Her academic journey led her into social work and history. From her faculty position at St. Cloud State, she established herself as a social welfare historian and scholar of women, families, and poverty — a historian who listened carefully to the voices of marginalized women in the archives.

The era connects the family's North Dakota roots to a Minnesota academic life: research grounded in Minneapolis charity case records, Duluth Travelers Aid programs, and the practical structures of family and community survival in the early twentieth century.

Scholarship from St. Cloud

From this base, Beverly published a landmark book and scholarly articles that examined poverty, casework, and the lives of urban women.

In 1992 she published Poor Women and Their Families: Hard Working Charity Cases, 1900–1930 (SUNY Press), a landmark study of early-century urban women in Minneapolis. Rather than treating charity cases as passive victims, her research documented how these women balanced motherhood and informal employment, relied on networks of female kin, and bargained with city charity agencies — showing that survival was an active, strategic process.

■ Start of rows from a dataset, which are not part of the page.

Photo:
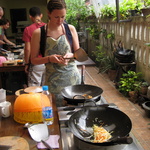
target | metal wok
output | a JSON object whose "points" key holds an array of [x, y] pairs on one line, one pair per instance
{"points": [[75, 93], [111, 119]]}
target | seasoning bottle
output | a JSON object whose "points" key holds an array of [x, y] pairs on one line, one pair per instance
{"points": [[47, 111]]}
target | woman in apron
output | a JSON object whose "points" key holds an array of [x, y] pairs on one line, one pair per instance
{"points": [[60, 72]]}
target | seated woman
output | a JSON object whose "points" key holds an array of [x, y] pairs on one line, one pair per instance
{"points": [[4, 24]]}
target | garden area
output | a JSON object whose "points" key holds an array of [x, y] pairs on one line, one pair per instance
{"points": [[117, 41]]}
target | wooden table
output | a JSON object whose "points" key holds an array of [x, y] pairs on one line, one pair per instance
{"points": [[9, 127]]}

Her mid-1990s article on child labor reform examined how compulsory school attendance and child labor bans collided with poor families' reliance on children's earnings. Her 1997 study in Affilia: Journal of Women and Social Work explored Duluth's Travelers Aid programs and the tension between female protection, social control, and empowerment in early twentieth-century social work.

Era Events

Timeline

1992
SUNY Press publishes Beverly's book on poor women, family life, work, charity case records, and social-welfare systems in Minneapolis, 1900–1930.
1995
Her Child Welfare article examines how compulsory school attendance and child labor reforms affected low-income families and exposed tensions between social workers and family economic survival.
1997
Beverly publishes Female Protection and Empowerment: Travelers Aid Services, 1919–1934 in Affilia: Journal of Women and Social Work, on Duluth's Travelers Aid programs.